A "boa sociedade", aquela que comanda o Brasil-Instagram, chorou lágrimas de crocodilo com as mortes de Tinhorão e Jabor, sempre teve medo das críticas deles à música popularesca.
A pressão é tanta que mesmo gente com algum senso crítico é convencida a passar pano mais adiante, ainda que seja para outras coisas.
O jornalista Artur Dapieve foi criticar o "pagode romântico", falando muito mal da "Mina de Fé" do grupo Os Morenos, que, anos depois, teve que contrabalançar passando pano para a funqueira Tati Quebra-Barraco.
Régis Tadeu ganhou má fama de "ranzinza", como naqueles comentários em que ele definia fãs de música popularesca e pop juvenil de "retardados", que ele teve que criar um programa para passar pano na mediocridade mais antiga, o Lado Z da USP FM.
Nele coube até o terrível "médium de peruca" - o religioso que mais defendeu e colaborou com a ditadura militar a ponto de ser condecorado pela Escola Superior de Guerra - , recitando um poeminha psicografake sob um fundo musical piegas.
E isso como se não bastasse a transformação de ídolos bregas antigos em "vacas sagradas" musicais, contra os quais não se deve comentar.
As pessoas não gostam quando se fala que o Carnaval carioca decaiu porque perdeu suas raízes populares.
Somos obrigados a fingir que nosso Carnaval, mesmo com estrutura empresarial e sustento mafioso (bicheiros), continua vinculado às favelas que nossa classe média finge conhecer mas só vê de longe, na superfície.
Da mesma forma, também não querem admitir que o viralatismo cultural vai além de alguns agentes políticos e de veículos como o Jornal Nacional, a revista Veja e o Estadão.
Imagine chamar a quase totalidade dis sicessos musicais brasileiros de "viralatismo cultural", mesmo com a clara intenção de imitar os EUA? O risco de ser linchado pelo Superior Tribunal da Internet é altíssimo.
Isso tira o sossego e o sono dessa "boa sociedade" que trata os pobres como animais selvagens que precisam ser domesticados.
Não se pode ter senso crítico nos últimos tempos, não porque, em tese, seja proibido, mas é porque isso não repercute e até admitimos que existem proibições, sim.
Como no fato de que senso crítico não serve para tese de pós-graduação nas universidades.
E isso é assustador, se levarmos em conta que, mesmo nos primórdios da ditadura militar, o senso crítico tinha mais espaço e repercutia bem.
Em 1965, se criticava até as boas marchinhas de Carnaval de um cara talentoso como João Roberto Kelly.
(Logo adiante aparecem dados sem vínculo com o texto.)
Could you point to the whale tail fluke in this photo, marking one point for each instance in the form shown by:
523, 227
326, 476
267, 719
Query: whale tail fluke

Mas hoje passa-se pano em nulidades musicais como o cantor baiano Bell Marques.
E o pior é que, quando se publica um texto duramente crítico na Internet, vem sempre aquele isentão chato de plantão com o mantra de sempre: "Eu até entendo alguns pontos seus, mas...".
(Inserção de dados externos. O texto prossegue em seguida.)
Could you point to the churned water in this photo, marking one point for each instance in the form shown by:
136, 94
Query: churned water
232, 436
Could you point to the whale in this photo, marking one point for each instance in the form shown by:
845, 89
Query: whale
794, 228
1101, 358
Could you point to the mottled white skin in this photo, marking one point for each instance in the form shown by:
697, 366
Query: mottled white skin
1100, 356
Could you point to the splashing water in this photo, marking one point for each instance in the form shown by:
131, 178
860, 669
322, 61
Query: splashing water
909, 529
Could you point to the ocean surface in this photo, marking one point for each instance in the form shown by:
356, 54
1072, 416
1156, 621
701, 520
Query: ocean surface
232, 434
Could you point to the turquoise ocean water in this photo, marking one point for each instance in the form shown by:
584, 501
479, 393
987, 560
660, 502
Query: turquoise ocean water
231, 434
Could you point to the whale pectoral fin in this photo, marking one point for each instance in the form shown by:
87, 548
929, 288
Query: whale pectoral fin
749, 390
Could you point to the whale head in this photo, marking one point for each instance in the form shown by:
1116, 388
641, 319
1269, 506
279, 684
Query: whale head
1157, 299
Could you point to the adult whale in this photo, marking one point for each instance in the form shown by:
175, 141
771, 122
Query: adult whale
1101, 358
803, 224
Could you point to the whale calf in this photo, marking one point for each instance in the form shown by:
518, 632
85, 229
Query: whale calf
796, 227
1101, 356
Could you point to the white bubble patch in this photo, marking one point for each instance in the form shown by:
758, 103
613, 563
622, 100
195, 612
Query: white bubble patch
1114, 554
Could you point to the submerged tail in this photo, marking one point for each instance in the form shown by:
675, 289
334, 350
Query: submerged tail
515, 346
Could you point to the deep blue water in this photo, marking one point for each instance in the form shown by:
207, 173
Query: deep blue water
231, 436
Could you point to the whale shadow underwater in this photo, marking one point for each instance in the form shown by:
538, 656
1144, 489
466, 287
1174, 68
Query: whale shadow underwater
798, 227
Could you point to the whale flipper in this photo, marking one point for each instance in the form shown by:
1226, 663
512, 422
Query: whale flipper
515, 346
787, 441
E hoje temos a mediocridade como o parâmetro da normalidade humana, num contexto em que errar passa a ser motivo de orgulho para muita gente. Daí o termo "quenunca", que defino aqueles que vivem do pegajoso refrão "Quem nunca?" para passar pano nos próprios defeitos.
Senso crítico existe para expressar aquilo que está errado.
E se não pode expressar o senso crítico, mas ficar passando pano no defeito alheio, agindo em nome da "perfeição da imperfeição" que é a mediocridade cultural vigente, então o Brasil está perdido.
Tão perdido que as pessoas preferem evitar o senso crítico para não serem incomodadas em suas zonas de conforto da vida medíocre e constantemente idiotizada.